Using data for Sprint Planning
Table of Contents
Using Data to Ignite Action #
In one of my favorite talks from DevOpsDays 2 Julie Starling is talking here about using data to drive conversations.
On of the key takeaways for my was the Idea of Probabilistic Forecasts. This means using past data to make a prediction about the future with the awareness that the prediction is not 100% accurate, focusing on a probability in a range. For example “There is a 80% chance of delivering 10 or more Story Points this Sprint” (How much will we do?); or “There is a 90% chance of finishing 10 Story Points in the next 14 Days or less” (When will we get it?).
Monte Carlo Method #
Monte Carlo Method: Builds a model of possible results by using the Law of greater Numbers; OR Simulations to calculate the probability of a range of outcomes, which somewhat if we run a Simulation based on our last 10 Sprints, x% of the time we would have delivered a minimum of y Story Points in time. The accuracy of the prediction increases with the increased number of inputs - although in a development environment with experiments, changes in tech stacks, or changes in team composition, less inputs might be sometimes more accurate.

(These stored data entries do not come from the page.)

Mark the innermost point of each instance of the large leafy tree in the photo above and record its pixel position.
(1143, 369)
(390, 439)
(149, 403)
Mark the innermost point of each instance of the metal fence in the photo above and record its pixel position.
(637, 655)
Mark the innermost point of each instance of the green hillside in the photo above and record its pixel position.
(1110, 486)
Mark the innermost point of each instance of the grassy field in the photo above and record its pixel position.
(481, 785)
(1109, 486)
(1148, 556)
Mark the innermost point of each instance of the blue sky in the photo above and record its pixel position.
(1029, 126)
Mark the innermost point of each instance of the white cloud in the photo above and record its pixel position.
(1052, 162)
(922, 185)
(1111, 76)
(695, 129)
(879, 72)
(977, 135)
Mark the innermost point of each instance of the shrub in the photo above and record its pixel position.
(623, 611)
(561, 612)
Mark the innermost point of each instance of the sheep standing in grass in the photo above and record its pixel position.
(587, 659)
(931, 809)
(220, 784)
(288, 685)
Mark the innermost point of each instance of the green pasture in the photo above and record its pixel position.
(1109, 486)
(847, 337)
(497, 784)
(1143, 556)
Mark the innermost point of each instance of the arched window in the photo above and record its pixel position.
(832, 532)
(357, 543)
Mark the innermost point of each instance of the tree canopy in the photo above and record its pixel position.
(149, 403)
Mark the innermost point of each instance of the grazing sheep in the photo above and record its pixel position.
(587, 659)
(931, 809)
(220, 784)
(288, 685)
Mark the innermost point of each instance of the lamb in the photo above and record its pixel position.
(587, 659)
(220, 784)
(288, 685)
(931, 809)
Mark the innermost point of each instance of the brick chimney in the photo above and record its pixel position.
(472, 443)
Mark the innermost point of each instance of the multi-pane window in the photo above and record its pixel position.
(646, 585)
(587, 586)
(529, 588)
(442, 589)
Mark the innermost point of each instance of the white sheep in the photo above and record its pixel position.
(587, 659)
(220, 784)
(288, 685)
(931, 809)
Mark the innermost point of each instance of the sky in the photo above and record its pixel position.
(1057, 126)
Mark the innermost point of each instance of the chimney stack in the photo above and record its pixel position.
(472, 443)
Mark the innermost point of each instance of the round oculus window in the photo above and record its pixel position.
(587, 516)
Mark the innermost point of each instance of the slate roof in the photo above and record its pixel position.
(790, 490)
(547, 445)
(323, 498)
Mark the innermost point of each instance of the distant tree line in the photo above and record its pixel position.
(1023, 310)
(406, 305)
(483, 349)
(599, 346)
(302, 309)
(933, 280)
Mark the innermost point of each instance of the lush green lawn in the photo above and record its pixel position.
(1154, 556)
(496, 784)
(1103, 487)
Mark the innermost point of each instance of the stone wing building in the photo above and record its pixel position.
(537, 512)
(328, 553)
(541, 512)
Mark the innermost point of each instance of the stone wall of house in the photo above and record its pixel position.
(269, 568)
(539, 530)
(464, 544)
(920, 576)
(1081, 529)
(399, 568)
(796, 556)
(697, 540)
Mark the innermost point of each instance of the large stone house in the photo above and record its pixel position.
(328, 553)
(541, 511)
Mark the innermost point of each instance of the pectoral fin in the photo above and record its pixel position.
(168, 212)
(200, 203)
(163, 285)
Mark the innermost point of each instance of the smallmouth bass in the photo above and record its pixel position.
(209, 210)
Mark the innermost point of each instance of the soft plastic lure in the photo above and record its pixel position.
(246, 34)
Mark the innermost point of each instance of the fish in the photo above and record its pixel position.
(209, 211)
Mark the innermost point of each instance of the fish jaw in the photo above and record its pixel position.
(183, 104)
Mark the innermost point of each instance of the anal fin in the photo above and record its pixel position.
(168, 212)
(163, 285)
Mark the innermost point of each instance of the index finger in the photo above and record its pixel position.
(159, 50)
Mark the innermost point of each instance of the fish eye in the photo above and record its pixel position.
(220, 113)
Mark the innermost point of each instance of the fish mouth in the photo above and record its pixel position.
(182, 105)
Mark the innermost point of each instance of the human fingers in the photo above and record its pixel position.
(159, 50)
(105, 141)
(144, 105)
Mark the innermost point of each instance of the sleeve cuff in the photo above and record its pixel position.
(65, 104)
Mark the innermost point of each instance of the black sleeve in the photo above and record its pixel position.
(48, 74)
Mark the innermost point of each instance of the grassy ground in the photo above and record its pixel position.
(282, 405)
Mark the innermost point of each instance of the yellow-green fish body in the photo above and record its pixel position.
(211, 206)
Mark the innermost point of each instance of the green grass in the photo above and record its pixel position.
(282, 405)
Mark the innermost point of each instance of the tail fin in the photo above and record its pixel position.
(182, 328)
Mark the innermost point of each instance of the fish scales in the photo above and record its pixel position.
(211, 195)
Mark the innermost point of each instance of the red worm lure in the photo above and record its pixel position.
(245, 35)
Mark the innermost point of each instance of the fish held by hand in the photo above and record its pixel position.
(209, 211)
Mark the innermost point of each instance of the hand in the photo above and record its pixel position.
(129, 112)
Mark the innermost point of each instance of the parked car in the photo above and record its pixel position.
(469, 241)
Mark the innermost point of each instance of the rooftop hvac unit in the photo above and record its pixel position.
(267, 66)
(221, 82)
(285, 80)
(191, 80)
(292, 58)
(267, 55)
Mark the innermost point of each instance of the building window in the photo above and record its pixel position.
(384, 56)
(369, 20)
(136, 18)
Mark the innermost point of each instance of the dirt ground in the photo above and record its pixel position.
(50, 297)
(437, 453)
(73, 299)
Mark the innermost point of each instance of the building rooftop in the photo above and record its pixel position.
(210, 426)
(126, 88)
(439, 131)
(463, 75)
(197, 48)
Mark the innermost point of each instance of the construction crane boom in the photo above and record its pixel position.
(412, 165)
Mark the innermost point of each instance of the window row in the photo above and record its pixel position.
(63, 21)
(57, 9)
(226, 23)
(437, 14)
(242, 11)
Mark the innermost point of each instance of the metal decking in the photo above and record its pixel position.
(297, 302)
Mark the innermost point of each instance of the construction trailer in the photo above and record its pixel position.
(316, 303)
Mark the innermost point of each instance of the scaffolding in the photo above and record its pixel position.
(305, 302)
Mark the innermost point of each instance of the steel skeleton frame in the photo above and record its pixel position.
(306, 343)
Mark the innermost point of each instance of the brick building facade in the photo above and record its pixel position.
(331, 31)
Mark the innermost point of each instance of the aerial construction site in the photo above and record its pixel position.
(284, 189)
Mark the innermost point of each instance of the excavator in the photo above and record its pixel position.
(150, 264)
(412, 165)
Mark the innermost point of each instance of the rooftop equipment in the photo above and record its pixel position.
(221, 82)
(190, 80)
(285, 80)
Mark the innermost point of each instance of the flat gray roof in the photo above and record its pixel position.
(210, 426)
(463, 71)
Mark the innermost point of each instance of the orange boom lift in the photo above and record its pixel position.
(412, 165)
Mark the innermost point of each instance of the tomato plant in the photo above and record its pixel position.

Using Data to Drive Conversations #
Julie uses Monte Carlo Simulations multiple times throughout the Sprint, to get a better and better prediction - and to react at the earliest possible time. The moment the probability of delivering the minimum Story Points in time drops, or the expected date to finish all work items is after the deadline, there is a need for a conversation. This Conversation might include a change of expectations or a change of scope.
The Flaw of Averages (by Sam L. Savage) #
This book is a great starting point to understand why Averages are not the best metric to plan actions. 3
Plans based on average assumptions are wrong on average. Every developer knows the struggle to explain to PO that 10 Tickets with all the same estimation of one week will only be on average be delivered in a week, and therefor behind schedule half of the time.
The weak and strong form of the Flaw of Averages #
The weak form of the Flaw of Averages states is forecasting a result based on a single number instead of the distribution of outcomes. One kinda german example for this would looking at the average win of a lottery without considering the average cost or the probability distribution.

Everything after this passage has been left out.